Most plants have a shade avoidance response, and get tall and thin in a bid to rise taller than their neighbours. Below ground, plants also compete.
In Cahill’s lab, he chose 20 species and put them in a fight with other plants to see where they grew their roots. Some plants grew roots toward their neighbours, while others grew away. Every plant did something different.
Again, this has implications for farmers.
“If you have two plants of the same species, if they grow their roots to maximize combat, you’re having crop fight crop,” he said. “That’s not good for yield.
“But if they run away from like plants, you’re minimizing the amount of fighting in what you’re going to harvest. That’s good for yield.”
Conversely, when crops are attracted to the roots of other species, that results in weed suppression, he said.
Cahill predicted this sort of research will have a huge impact on farms in 20 years — although scientists will have to know much more about the behaviour of individual plant species before they can make specific recommendations.

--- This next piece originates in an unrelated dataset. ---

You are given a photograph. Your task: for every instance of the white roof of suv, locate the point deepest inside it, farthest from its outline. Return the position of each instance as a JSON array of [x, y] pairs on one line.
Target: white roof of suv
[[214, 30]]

Another promising area is family relationships.
And even though plants have no brain, no nervous system and no visual recognition, they can recognize kin. Plants increase their root growth and competition with neighbours when they are unrelated. Plants also protect kin and attack strangers.
“When there’s a stranger — a weed — we want them to fight hard for weed suppression,” said Cahill. “If we can harness this into a new generation of crop by having our breeders focus not just on height and the other things, but focus on the ability to detect kin, that’s huge.”
Fostering this ability in a crop would reduce the need for herbicides while another, equally intriguing area of research, could do the same for insect control.
Plants emit chemicals and researchers, including Cahill’s team, are looking at ones they emit when under attack. These chemical ‘odours’ lure natural predators of the bugs nibbling on their leaves or stems, and can even trigger a similar reaction in neighbouring plants that aren’t yet under attack, effectively warning them that enemies are nearby.
These sorts of behaviour form a plant ‘language’ and now scientists are taking it further. Current research is showing the language that plants are using is heritable, and even that local dialects are passed from parent plants to their offspring. Different families of plants use slightly different language, and individuals respond more to their own dialect.